MovieMonday: Manhattan



I'd seen this movie at least twice before and thought it would be nice, given the moment, to revisit Woody Allen's homage to Manhattan.  The film was released in 1979, a period when the city was regarded as an urban hellhole typified by sleazy characters in Times Square and dirty subway cars covered with graffiti.

Maybe Allen wanted to give another view.  He wrote and acted in the script, which was rendered beautifully in broad-screen black and white by master cinematographer Gordon Willis.  Willis died in 2014, but still is admired and studied for his framing of scenes to signal subtle barriers of curtain and glass and to indicate in color the light and dark aspects of characters' natures.

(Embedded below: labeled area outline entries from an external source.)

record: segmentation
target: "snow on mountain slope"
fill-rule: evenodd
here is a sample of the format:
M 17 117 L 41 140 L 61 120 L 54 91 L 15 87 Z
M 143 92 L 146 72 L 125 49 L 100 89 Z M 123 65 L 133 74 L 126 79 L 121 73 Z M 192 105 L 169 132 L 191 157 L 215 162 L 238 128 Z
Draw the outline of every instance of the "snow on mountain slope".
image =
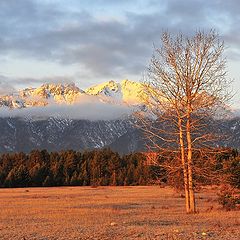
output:
M 123 80 L 120 83 L 109 81 L 95 85 L 88 88 L 86 93 L 112 100 L 115 103 L 138 105 L 143 103 L 143 89 L 142 83 Z
M 38 88 L 26 88 L 11 95 L 0 96 L 0 106 L 12 109 L 47 106 L 51 104 L 75 104 L 84 97 L 94 96 L 94 101 L 137 105 L 142 103 L 143 85 L 128 80 L 120 83 L 109 81 L 86 91 L 72 84 L 43 84 Z M 86 99 L 86 98 L 85 98 Z M 92 99 L 93 98 L 87 98 Z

The Willis camerawork, backed by the New York Philharmonic's lush rendering of Irving Berlin's music, gives Manhattan an aura that, in retrospect, its story cannot sustain.

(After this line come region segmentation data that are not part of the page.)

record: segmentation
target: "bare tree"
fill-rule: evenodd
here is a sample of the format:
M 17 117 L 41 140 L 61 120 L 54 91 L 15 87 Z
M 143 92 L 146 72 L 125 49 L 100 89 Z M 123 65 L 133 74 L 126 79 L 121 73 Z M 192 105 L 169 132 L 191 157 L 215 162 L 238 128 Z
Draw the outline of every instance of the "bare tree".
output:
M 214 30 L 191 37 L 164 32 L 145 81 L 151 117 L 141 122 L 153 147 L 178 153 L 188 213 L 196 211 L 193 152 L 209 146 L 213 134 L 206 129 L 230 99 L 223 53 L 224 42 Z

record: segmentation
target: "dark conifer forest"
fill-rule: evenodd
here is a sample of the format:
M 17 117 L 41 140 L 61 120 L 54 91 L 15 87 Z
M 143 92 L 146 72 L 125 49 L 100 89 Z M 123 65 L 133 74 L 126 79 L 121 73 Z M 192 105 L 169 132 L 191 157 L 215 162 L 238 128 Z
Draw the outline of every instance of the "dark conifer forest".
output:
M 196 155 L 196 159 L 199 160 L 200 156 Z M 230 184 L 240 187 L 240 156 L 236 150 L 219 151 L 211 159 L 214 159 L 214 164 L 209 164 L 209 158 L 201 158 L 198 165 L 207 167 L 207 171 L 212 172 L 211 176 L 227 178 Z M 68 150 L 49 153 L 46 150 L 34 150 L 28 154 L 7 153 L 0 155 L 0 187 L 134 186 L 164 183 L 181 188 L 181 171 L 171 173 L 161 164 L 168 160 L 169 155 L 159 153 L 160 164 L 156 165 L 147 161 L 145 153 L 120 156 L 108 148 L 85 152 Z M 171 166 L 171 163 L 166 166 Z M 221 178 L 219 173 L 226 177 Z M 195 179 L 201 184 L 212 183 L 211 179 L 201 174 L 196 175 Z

Consider the period -- after the introduction of the birth control pill and before the contagions of herpes and HIV -- in which its characters came of age.  We have Isaac (Woody Allen,) who is involved with 17-year-old Tracy (Mariel Hemingway) and his ex-wife, Jill (Meryl Streep,) who is raising their largely ignored son with another woman and writing a tell-all book about their former marriage.   Then there is Isaac's humbly named friend, Yale (Michael Murphy,) who is happily married but also involved with Mary (Diane Keaton) in an extramarital relationship that seems not to trouble his spouse.

Through all the sturm und drang, Isaac and the other adults cannot articulate what they want, but they continually assert their erudition -- effectively, their self-absorption -- in discussions of interpersonal issues.

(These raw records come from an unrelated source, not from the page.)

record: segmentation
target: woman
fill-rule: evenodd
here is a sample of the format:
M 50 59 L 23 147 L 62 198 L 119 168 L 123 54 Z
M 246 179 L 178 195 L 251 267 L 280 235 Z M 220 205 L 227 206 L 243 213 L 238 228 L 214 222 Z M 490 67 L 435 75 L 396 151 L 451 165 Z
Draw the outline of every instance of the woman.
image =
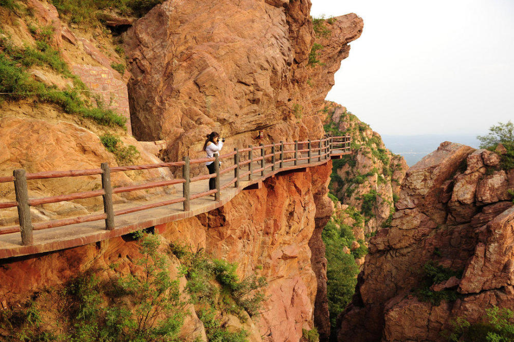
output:
M 207 135 L 207 139 L 204 144 L 204 150 L 205 151 L 208 158 L 212 158 L 215 153 L 219 154 L 219 151 L 223 147 L 223 143 L 225 139 L 220 139 L 219 135 L 216 132 L 211 132 L 210 134 Z M 207 169 L 209 170 L 209 174 L 212 174 L 216 172 L 214 170 L 214 162 L 210 161 L 205 163 Z M 214 178 L 210 178 L 209 180 L 209 189 L 213 190 L 216 188 L 216 180 Z M 214 196 L 213 194 L 212 196 Z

For me, the ultimate moment comes when Isaac and Mary -- each momentarily available and uncertain -- talk about their respective situations in a visit to the planetarium at the Museum of Natural History.

Think of it this way:  "...It doesn't take much to see that the problems of three little people
like you and me don't amount to more than a hill of beans in this crazy world cosmos."

In short, Isaac and his friends lack perspective.  Allen is laughing at himself and all the other ostensibly adult characters.  At least I hope so.

Ultimately, the most genuine character is Tracy, who is younger and taller than Isaac and who talks straight.  Early on, she says,  "Well, I told you before.  I think I'm in love with you."  She's the authentic grownup.